Coal transportation is by road and rail. The Colliery owns its own railway system. Handover station to NRZ is Thomson Junction
Hwange Colliery Company Limited operate an open cast mine and underground mine. The town Hwange (Wankie) is a town that grew form the mining of coal in the area
GPS Coordinates 18°23′0.155″S 26°28′12.03″E.

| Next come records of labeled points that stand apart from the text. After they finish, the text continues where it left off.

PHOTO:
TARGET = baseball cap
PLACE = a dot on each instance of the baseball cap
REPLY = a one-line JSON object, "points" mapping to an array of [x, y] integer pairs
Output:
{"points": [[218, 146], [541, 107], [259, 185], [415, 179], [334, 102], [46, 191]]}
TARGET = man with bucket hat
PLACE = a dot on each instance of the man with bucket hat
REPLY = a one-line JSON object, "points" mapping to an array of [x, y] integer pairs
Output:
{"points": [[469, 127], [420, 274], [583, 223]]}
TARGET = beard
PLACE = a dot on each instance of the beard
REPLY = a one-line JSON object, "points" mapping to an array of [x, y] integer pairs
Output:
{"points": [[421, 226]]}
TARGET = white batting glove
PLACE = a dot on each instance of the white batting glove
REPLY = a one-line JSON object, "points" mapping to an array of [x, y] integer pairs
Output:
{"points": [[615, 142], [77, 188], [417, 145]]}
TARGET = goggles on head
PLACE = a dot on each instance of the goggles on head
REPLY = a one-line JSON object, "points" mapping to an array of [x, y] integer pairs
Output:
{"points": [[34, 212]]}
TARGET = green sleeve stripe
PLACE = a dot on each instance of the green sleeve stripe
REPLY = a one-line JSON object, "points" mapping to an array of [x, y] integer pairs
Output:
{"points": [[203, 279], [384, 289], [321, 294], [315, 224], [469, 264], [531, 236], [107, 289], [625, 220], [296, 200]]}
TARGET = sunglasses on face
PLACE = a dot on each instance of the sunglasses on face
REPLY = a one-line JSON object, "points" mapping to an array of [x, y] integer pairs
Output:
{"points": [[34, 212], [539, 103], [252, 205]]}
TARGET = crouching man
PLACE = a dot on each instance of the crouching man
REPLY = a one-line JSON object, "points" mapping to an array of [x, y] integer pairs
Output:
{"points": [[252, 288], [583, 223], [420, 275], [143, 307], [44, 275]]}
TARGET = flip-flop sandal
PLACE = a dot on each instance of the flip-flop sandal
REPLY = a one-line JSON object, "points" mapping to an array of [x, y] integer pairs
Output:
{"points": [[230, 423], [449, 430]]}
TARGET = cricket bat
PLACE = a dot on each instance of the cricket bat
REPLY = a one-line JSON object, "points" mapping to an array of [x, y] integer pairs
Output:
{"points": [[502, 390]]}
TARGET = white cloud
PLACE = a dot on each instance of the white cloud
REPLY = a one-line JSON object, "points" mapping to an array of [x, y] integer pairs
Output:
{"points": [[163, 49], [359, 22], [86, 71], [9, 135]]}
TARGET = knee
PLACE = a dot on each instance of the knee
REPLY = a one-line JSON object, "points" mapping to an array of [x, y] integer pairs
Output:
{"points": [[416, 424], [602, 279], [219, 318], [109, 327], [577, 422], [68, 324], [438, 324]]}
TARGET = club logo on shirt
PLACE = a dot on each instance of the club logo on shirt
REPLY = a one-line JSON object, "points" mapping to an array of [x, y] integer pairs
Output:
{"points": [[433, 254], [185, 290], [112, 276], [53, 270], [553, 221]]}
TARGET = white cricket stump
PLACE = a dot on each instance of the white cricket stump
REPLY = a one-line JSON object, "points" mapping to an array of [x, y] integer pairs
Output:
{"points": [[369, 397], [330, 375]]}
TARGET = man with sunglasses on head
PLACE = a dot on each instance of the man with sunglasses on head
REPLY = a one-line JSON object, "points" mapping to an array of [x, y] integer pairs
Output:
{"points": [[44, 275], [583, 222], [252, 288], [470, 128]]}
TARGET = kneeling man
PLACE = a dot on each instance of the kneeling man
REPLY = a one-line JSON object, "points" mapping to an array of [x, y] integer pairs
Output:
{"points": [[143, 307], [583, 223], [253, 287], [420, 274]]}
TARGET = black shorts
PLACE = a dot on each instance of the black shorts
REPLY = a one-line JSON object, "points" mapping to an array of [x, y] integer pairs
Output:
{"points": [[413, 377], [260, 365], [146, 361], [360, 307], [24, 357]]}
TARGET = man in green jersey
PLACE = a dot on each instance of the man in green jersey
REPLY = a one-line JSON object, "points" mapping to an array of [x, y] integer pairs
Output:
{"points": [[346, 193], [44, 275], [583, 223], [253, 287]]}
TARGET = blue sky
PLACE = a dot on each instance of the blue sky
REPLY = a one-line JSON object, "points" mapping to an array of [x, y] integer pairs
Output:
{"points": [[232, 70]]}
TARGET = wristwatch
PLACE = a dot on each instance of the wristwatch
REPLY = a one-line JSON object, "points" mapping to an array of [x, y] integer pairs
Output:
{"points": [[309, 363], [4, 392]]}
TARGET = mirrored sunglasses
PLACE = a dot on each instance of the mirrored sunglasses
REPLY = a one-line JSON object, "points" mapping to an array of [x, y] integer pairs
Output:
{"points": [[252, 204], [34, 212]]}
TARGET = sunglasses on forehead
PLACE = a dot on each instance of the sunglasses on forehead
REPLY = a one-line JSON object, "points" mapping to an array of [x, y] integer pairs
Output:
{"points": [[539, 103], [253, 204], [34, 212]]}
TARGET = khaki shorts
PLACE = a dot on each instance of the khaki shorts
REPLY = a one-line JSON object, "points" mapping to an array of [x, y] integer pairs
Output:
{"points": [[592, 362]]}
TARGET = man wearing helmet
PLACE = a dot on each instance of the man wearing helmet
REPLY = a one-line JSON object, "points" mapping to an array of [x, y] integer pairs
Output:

On June 6, 1972 Wankie coal mine disaster took place, when a series of underground explosions occurred at the Wankie No. 2 colliery in Rhodesia (now known as Zimbabwe), which was owned by the Anglo-American Corporation, Four hundred and twenty-six miners lost their lives - thirty six Europeans and three hundred and ninety Africans. Apart from the one hundred and seventy-six Rhodesians who died, there were ninety-one Zambians, fifty-two from Mozambique, thirty-seven from Malawi, thirty Tanzanians, fourteen Britons, twelve South Africans, nine from South West Africa, four from the Caprivi Strip, and one from Botswana. The disaster provoked reaction throughout the world, and messages of sympathy poured in from all quarters, and included those from Queen Elizabeth, Alec Douglas-Home, the British Foreign Secretary, The Pope, and the Prime Minister of South Africa, B. J. Vorster, it remains the deadliest mine accident to date in the country's history.